Knight Foundation invests $60 million to protect digital free speech

The newly-minted '1st Amendment Institute' will call Columbia University home.

It's getting tough to be a journalist these days with the First Amendment seemingly encroached from all sides. That's why the John S. and James L. Knight Foundation is granting Columbia University $60 million to create the Knight First Amendment Institute (FAI). The FAI will be tasked with preserving and expanding 1st Amendment protections. It will act as "a primary, durable and influential advocate of free expression in the digital age", according to a release from the Knight Foundation.

"The First Amendment is not self-executing; only people can make it what it has become, through our attitudes, actions and, more pointedly, through the courts," Lee C. Bollinger, president of Columbia University, said in the statement. "In the past, news organizations pursued and won key court cases defining free expression.

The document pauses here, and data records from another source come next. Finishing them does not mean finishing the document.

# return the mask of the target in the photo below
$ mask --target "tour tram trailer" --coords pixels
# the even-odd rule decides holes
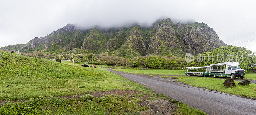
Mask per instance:
[[[205,77],[209,76],[210,73],[210,66],[186,67],[187,72],[185,72],[186,76],[196,76]],[[190,71],[188,71],[190,70]]]
[[[245,75],[244,70],[239,66],[239,62],[226,62],[210,65],[209,75],[214,77],[230,76],[232,79],[236,77],[243,79]]]

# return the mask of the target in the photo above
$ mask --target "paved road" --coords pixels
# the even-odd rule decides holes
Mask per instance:
[[[124,73],[108,68],[107,69],[209,114],[256,114],[255,100],[181,85],[170,81],[173,80],[168,78]]]

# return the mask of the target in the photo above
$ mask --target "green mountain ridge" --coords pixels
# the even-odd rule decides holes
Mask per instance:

But such cases can be enormously expensive and many media – both established and new – are increasingly hard-pressed in the current economic environment to support First Amendment legal action."

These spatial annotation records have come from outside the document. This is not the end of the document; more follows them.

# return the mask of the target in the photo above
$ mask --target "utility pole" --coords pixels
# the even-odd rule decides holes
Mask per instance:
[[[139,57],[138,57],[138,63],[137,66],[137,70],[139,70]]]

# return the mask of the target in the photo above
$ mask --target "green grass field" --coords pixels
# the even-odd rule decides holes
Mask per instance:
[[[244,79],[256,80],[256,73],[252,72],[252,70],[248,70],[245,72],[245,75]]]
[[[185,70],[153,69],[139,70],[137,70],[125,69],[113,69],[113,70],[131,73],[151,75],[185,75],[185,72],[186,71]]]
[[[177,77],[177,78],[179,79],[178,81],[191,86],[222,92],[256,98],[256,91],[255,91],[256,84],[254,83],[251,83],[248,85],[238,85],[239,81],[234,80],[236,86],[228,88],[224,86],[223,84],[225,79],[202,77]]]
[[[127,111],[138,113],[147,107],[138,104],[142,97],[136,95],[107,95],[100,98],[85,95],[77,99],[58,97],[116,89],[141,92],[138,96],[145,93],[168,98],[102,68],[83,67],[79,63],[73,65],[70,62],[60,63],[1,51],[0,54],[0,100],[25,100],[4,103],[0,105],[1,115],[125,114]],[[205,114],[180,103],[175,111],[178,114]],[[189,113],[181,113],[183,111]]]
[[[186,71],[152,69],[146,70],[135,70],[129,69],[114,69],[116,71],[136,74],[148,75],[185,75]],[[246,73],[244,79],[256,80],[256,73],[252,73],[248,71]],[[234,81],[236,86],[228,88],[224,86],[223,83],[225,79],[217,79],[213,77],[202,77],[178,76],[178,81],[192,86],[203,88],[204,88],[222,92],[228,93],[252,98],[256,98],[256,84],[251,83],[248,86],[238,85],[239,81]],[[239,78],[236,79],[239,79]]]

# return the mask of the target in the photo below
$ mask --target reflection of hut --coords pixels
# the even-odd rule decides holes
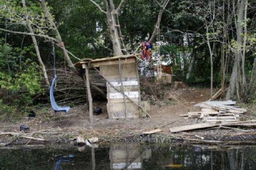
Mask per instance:
[[[109,151],[111,169],[142,169],[142,160],[151,157],[150,149],[141,153],[140,143],[116,143]]]
[[[142,116],[138,106],[141,104],[136,58],[134,55],[127,55],[90,61],[91,64],[99,70],[108,81],[107,82],[107,107],[109,118],[134,118]],[[84,67],[84,65],[89,62],[88,59],[85,59],[75,65]],[[127,97],[124,98],[123,92],[137,105]]]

The FAI will provide material support for newsrooms in three ways: research and education, such as the Knight Foundation's annual Sunshine Week; acting as a network for other like-minded advocacy groups such as the EFF or the Society of Professional Journalists; and a litigation fund to help legal advocates like the National Freedom of Information Coalition.

"As the internet becomes even more integral to our lives, we face significant questions about the evolution of our rights," Knight Foundation president Alberto Ibargüen concurred. "Threats to free speech are on the rise, and our hope is that the Institute will not just protect but help reinvigorate First Amendment principles for future generations."